Subject : 2.6.27-rc5 acpi: EC Storm error message on bootup Submitter : jmerkey@wolfmountaingroup.com Date : 2008-09-02 21:27 References : http://marc.info/?l=linux-kernel&m=122039255517586&w=4 Handled-By : Alexey Starikovskiy <astarikovskiy@suse.de> Patch : http://marc.info/?l=linux-kernel&m=122098180019264&w=4 This entry is being used for tracking a regression from 2.6.26. Please don't close it until the problem is fixed in the mainline.
Created attachment 17818 [details] fast transaction
Hi, Alexey I doubt whether the laptop of bug 11309 can be resovled by this patch. As said in bug 11309#C7, sometimes the _TMP object will return the incorrect temperature when the EC GPE storm is detected. >ACPI: EC: GPE storm detected, disabling EC GPE In the current upstream kernel EC will work in polling mode after the EC GPE storm is detected. It seems that on the laptop of bug11309 sometimes EC can't be accessed correctly while EC is in polling mode. In your patch when EC GPE storm is detected, it will also work in polling mode. So I suspect that the laptop of bug 11309 still is broken after applying your patch. Thanks.
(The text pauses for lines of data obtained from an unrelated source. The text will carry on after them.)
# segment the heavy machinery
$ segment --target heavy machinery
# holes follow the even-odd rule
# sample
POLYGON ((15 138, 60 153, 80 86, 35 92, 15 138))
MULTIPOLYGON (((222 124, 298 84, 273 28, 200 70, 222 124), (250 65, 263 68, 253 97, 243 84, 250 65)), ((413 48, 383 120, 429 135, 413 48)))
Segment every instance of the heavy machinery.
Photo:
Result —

Created attachment 17845 [details] fast transaction make strict sync around transaction
Hi, Alexey Thanks for the fixing. Why not send your patch to ACPI mailing list before it is attached in the bugzilla? When an issue is raised about your patch, you only fix it. But IMO you never consider the side-effect of your change. For example: I raise the synchronization issue in the patch of commet #1. Then you add the spin_lock protection in the comment #3. In the updated patch once the EC I/O data port is accessed, the spin_lock will be used. But if OS does 1000 EC transactions per second, it will disable interrupt at least for about 1ms.(EC device is connected with LPC bus. The access speed is very slow). Is it appropriate that the interrupt is disabled for so long time? The following ugly code still exists. The address of local variable in function is assigned to the global pointer variable. >struct transaction_data t = {.wdata = wdata, .rdata = rdata, .wlen = wdata_len, .rlen = rdata_len}; >ec->t = &t; At the same time I raise three issues about your patch. But there is no explanation about it.(Two are raised in my email. One is raised in comment #2) a. bogus timeout in EC transaction b. the EC notification event will be lost in some specific cases c. On the laptop of bug 11309 the EC sometimes can't be accessed correctly while EC is in polling mode(After EC GPE storm is detected). But in your patch when the EC GPE storm is detected, it will also work in polling mode while doing EC transaction. Thanks.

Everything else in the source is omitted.